1.      He knew he wanted to found an excavation business when he was in the fifth grade.

2.      He not only succeeded, but his business has grown through some of the worst economic times of this generation.

Jon Ballmann is founder and owner of Ballmann Earthworks.

It was the mid-1990s. During career days at St. Vincent’s school in Dutzow, Mo., Jon handed in a remarkably specific “what I want to be when I grow up” paper to his fifth grade teacher.

“I wanted to be a grading and excavation contractor, a licensed surveyor, a civil engineer and make $40,000 per year when I graduated college,” Ballmann says.  

His parents weren’t in construction, but the family owned some rental property and had some older equipment for maintenance. An uncle worked for a basement-digging contractor.

“I was around equipment and figured if I could make this idea a reality, it is what I wanted to do. The equipment suckered me in.”

Ballmann was hired on as a general laborer with a carpenter in the summer of his high-school graduation. The contractor had a skid steer, and Ballmann showed some talent for handling the machine. He also got a taste for the sense of accomplishment working in construction, seeing substantial change in a day’s work.

In the fall he left for the University of Missouri’s engineering school half-way across the state, and in February of the following year (2001) he bought a used skid steer and started picking up odd jobs on the weekends for friends and family.

At school he was learning about civil engineering and on the weekends he studied the kind of attention to detail that wins customer loyalty (don’t miss the dog story that is still gaining him referrals).

Internships with Missouri Department of Transportation during college put him on a job building a new interstate extension.

After graduation, he bought a couple more skid steers. By the time he was 24 years old, he was half a million dollars in debt and had a new track loader, dump truck and trailer. That purchase kept Ballmann Earthworks growing through the Great Recession.

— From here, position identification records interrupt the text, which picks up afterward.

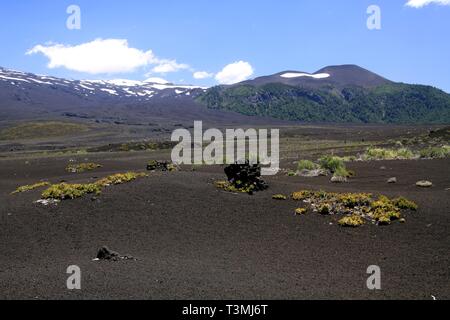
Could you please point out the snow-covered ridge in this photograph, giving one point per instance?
(300, 74)
(142, 90)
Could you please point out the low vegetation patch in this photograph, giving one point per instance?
(300, 211)
(30, 187)
(154, 165)
(230, 187)
(63, 191)
(279, 197)
(388, 154)
(435, 152)
(120, 178)
(307, 165)
(82, 167)
(357, 208)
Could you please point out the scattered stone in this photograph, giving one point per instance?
(392, 180)
(424, 184)
(155, 165)
(279, 197)
(106, 254)
(338, 179)
(245, 176)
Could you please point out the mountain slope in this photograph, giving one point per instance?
(333, 94)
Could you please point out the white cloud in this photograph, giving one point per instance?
(95, 57)
(165, 66)
(235, 72)
(422, 3)
(156, 80)
(202, 75)
(104, 56)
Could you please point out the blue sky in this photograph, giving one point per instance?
(265, 36)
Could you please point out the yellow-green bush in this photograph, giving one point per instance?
(70, 191)
(120, 178)
(403, 203)
(82, 167)
(351, 221)
(356, 207)
(227, 186)
(300, 211)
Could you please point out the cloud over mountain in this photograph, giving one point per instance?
(104, 56)
(422, 3)
(235, 72)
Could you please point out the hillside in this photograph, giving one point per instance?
(333, 94)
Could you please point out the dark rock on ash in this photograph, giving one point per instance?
(106, 254)
(246, 176)
(154, 165)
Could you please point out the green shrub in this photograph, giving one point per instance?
(388, 154)
(351, 221)
(435, 152)
(404, 203)
(341, 172)
(70, 191)
(82, 167)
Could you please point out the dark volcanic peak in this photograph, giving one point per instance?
(353, 75)
(336, 76)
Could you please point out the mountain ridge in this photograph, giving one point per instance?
(345, 93)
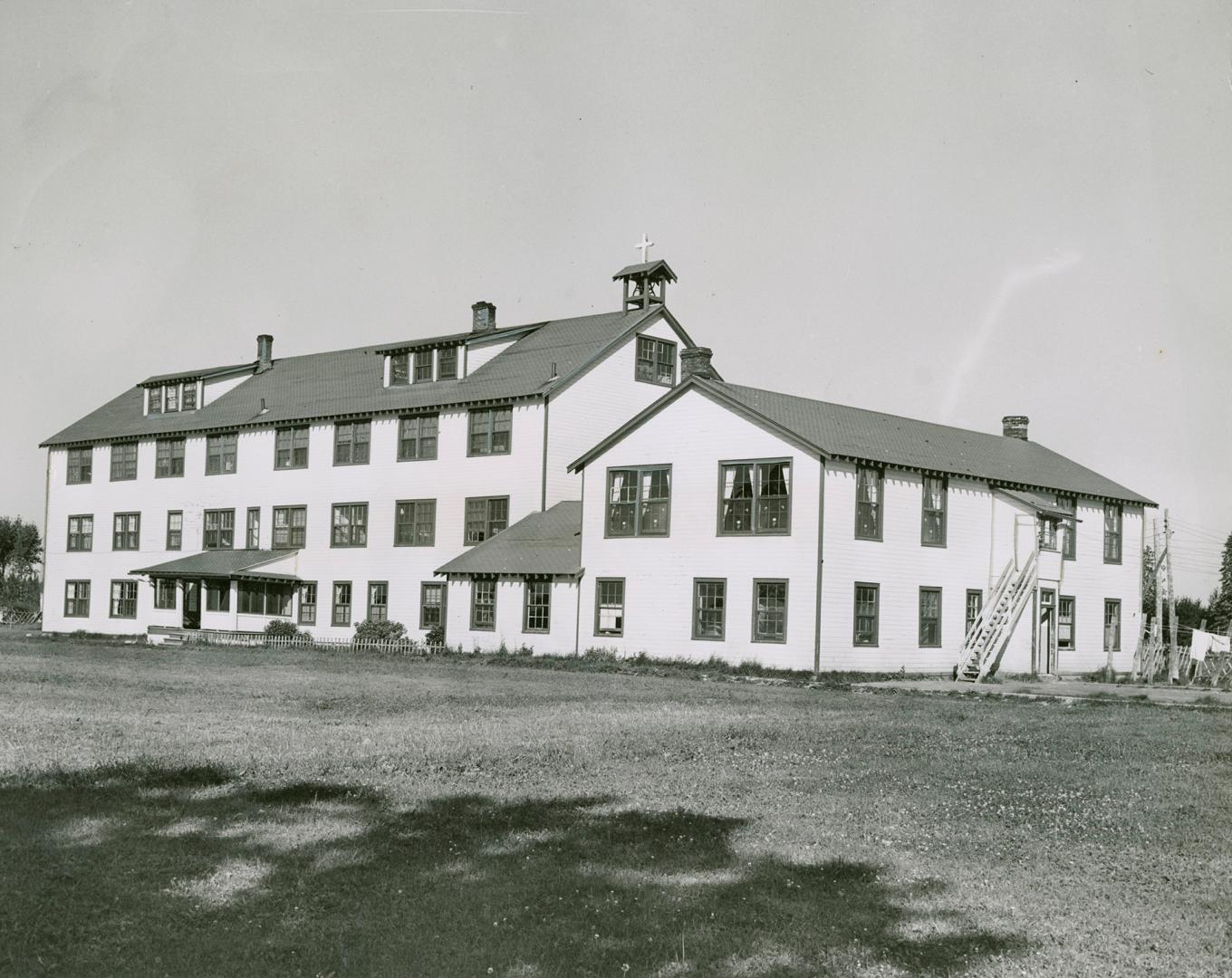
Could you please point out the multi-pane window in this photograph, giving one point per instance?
(1068, 529)
(1112, 532)
(414, 523)
(174, 530)
(423, 366)
(126, 531)
(489, 430)
(975, 604)
(537, 612)
(399, 369)
(290, 527)
(1047, 533)
(379, 600)
(866, 600)
(639, 502)
(769, 611)
(217, 595)
(164, 594)
(350, 525)
(1112, 625)
(868, 502)
(431, 606)
(710, 609)
(221, 454)
(219, 530)
(933, 517)
(81, 465)
(291, 447)
(930, 618)
(756, 498)
(82, 532)
(610, 606)
(123, 461)
(417, 436)
(265, 598)
(486, 516)
(308, 602)
(351, 442)
(77, 599)
(123, 599)
(483, 604)
(1064, 622)
(656, 361)
(169, 458)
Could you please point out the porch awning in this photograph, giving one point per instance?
(226, 564)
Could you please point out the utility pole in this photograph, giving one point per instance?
(1173, 657)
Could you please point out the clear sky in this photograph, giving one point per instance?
(952, 211)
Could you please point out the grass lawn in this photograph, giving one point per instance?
(238, 812)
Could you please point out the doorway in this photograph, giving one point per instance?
(192, 604)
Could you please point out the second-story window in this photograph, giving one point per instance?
(417, 436)
(123, 461)
(219, 530)
(291, 447)
(490, 430)
(756, 498)
(868, 502)
(656, 361)
(221, 454)
(351, 442)
(640, 502)
(169, 458)
(933, 517)
(350, 525)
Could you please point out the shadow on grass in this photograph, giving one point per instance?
(192, 871)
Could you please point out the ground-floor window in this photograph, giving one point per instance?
(769, 611)
(77, 599)
(930, 618)
(164, 594)
(1064, 622)
(308, 602)
(537, 612)
(710, 608)
(866, 600)
(123, 599)
(431, 606)
(610, 606)
(483, 605)
(379, 600)
(342, 602)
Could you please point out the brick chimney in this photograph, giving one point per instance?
(264, 352)
(1014, 427)
(483, 317)
(695, 362)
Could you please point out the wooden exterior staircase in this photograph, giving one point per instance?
(986, 642)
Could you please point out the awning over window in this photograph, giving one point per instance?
(228, 564)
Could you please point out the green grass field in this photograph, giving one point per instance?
(235, 812)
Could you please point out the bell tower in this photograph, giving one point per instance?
(646, 283)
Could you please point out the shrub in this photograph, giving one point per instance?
(372, 631)
(280, 628)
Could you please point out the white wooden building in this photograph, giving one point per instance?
(582, 483)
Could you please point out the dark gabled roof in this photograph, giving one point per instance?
(349, 382)
(642, 267)
(221, 564)
(547, 542)
(839, 431)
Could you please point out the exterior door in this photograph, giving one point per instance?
(192, 604)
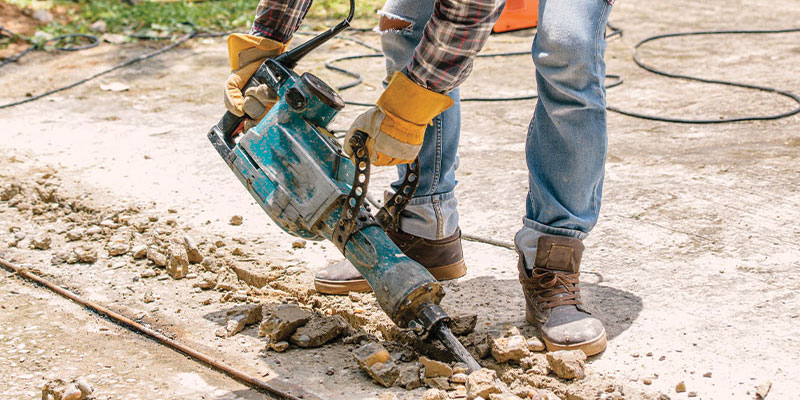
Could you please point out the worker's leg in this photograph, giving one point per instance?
(432, 213)
(565, 152)
(566, 145)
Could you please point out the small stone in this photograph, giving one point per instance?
(459, 378)
(239, 317)
(463, 325)
(178, 262)
(409, 376)
(567, 364)
(157, 257)
(41, 242)
(376, 361)
(75, 234)
(282, 320)
(192, 251)
(435, 368)
(434, 394)
(279, 347)
(440, 382)
(139, 251)
(482, 383)
(763, 390)
(534, 344)
(119, 244)
(85, 255)
(319, 330)
(535, 363)
(509, 349)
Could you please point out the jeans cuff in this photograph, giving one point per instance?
(527, 238)
(431, 217)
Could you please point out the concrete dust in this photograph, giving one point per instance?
(695, 248)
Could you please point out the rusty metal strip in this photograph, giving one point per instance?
(284, 390)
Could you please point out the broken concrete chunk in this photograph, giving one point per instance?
(41, 242)
(409, 376)
(509, 349)
(567, 364)
(534, 344)
(280, 321)
(139, 251)
(459, 378)
(535, 363)
(437, 383)
(279, 347)
(192, 251)
(434, 394)
(119, 244)
(435, 368)
(763, 390)
(74, 234)
(463, 324)
(156, 256)
(239, 317)
(178, 263)
(84, 255)
(319, 330)
(376, 361)
(482, 383)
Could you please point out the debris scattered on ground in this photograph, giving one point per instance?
(238, 318)
(511, 347)
(58, 389)
(483, 383)
(763, 390)
(319, 330)
(435, 368)
(280, 321)
(463, 325)
(567, 364)
(41, 242)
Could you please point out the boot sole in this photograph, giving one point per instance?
(589, 347)
(441, 273)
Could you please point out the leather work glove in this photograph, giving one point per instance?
(396, 126)
(246, 53)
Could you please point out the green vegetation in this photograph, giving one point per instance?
(154, 18)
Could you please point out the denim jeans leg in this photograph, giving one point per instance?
(567, 138)
(432, 213)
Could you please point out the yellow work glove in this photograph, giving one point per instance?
(246, 53)
(396, 126)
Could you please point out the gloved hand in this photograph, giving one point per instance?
(246, 53)
(396, 126)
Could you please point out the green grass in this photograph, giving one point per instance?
(156, 18)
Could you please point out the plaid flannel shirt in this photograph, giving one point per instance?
(452, 38)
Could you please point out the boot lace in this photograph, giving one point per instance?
(555, 289)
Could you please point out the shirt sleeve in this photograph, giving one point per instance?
(279, 19)
(452, 38)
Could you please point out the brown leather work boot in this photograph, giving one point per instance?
(443, 258)
(553, 298)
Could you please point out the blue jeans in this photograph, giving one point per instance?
(566, 145)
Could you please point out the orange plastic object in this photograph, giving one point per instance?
(518, 14)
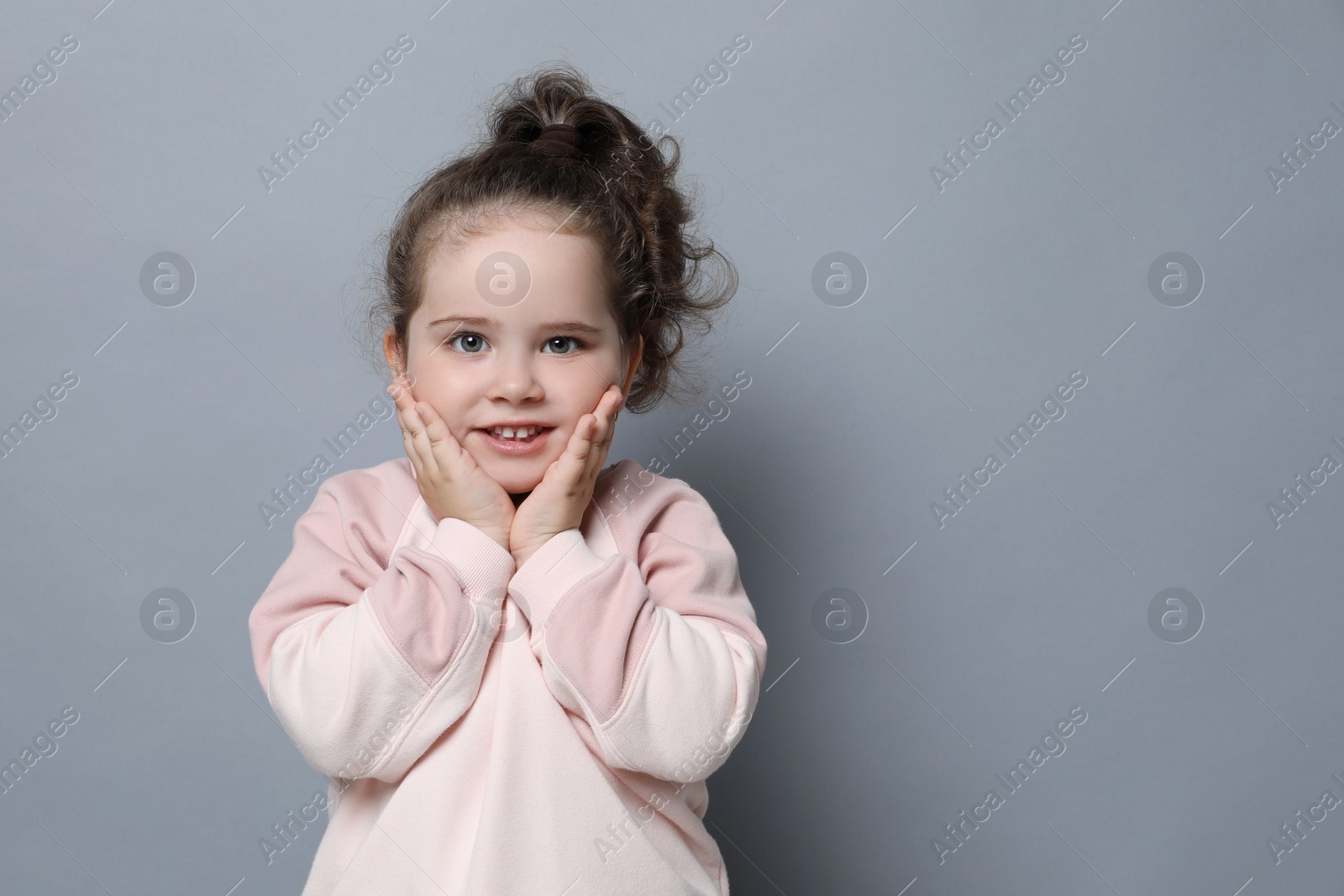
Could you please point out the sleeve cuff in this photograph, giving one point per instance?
(550, 574)
(479, 562)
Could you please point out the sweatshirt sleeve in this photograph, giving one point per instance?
(662, 656)
(366, 656)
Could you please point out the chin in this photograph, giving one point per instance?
(511, 477)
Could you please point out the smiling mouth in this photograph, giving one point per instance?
(515, 437)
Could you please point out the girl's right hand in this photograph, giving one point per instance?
(450, 481)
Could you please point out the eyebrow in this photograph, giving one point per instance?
(486, 322)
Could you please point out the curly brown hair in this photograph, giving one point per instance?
(622, 192)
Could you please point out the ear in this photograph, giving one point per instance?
(633, 364)
(396, 363)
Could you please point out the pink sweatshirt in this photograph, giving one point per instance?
(488, 730)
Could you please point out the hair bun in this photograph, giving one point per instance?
(558, 143)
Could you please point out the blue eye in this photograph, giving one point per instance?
(562, 338)
(476, 336)
(479, 344)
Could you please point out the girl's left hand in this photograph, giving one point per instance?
(558, 501)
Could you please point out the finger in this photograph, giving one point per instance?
(444, 446)
(420, 437)
(606, 412)
(401, 398)
(413, 429)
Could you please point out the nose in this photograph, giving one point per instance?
(515, 378)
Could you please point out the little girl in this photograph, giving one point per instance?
(517, 665)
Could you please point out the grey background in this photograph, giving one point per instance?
(1030, 265)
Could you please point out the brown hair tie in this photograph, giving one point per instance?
(559, 143)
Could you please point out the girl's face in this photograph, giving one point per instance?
(515, 327)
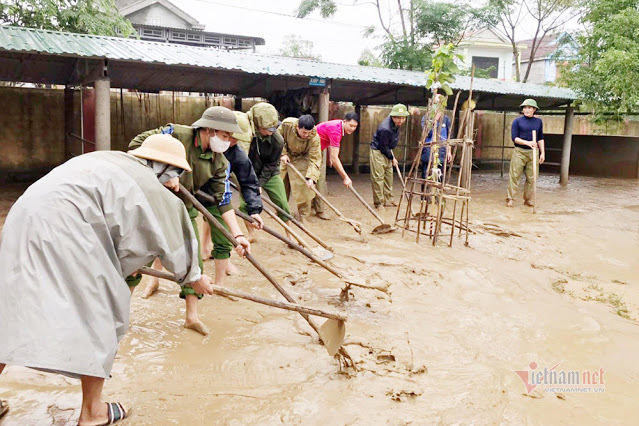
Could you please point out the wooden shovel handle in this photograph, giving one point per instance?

In 2012 he added a Cat 320 excavator, a D6N dozer and GPS grade control. (keep listening to this video to hear how the technology attracted customers)

In 22 years, the company has grown very deliberately into the $5 million-$8 million revenue range. And for a guy who traces his career choice back to machinery and marks milestones in terms of equipment purchases, now he spends a lot of time talking about how he keeps his people happy and productive.

His control of growth is largely about maintaining the quality of work for his commercial-construction customer base. And he believes that hinges on the quality of his employees. His caution around growth is motivated by keeping customer loyalty.

“If you grow too fast, you can load up on employees, but they’re not quality employees. We could lose a customer as fast as we gain one. If we lose a $1-million customer, that could be a crucial piece of our business gone in a split second.”

How does more than 20 years in the business stack up to his fifth grade dreams?

He laughs that ambitions could maybe have been bigger, but his dad sometimes runs for parts. Ballmann Earthworks has done business on the family farm of Mrs. Roehrig, his fifth grade teacher. A member of her family is an Earthworks employee.

“One goal was to have one of every kind of machine. We got there, and now we have more than one of the bread-and-butter machines,” Ballmann says. “Now that we have seven dozers, I don’t really have a desire for 14, so the push isn’t as strong.

“If we grow 5%-10% over the next five years, I’m completely happy. And if we have good guys, we’ll try to push forward just as we are.”

He admits that significant change in his ambition could be determined in the future by his young kids at home. If they stay interested, he’ll keep pushing.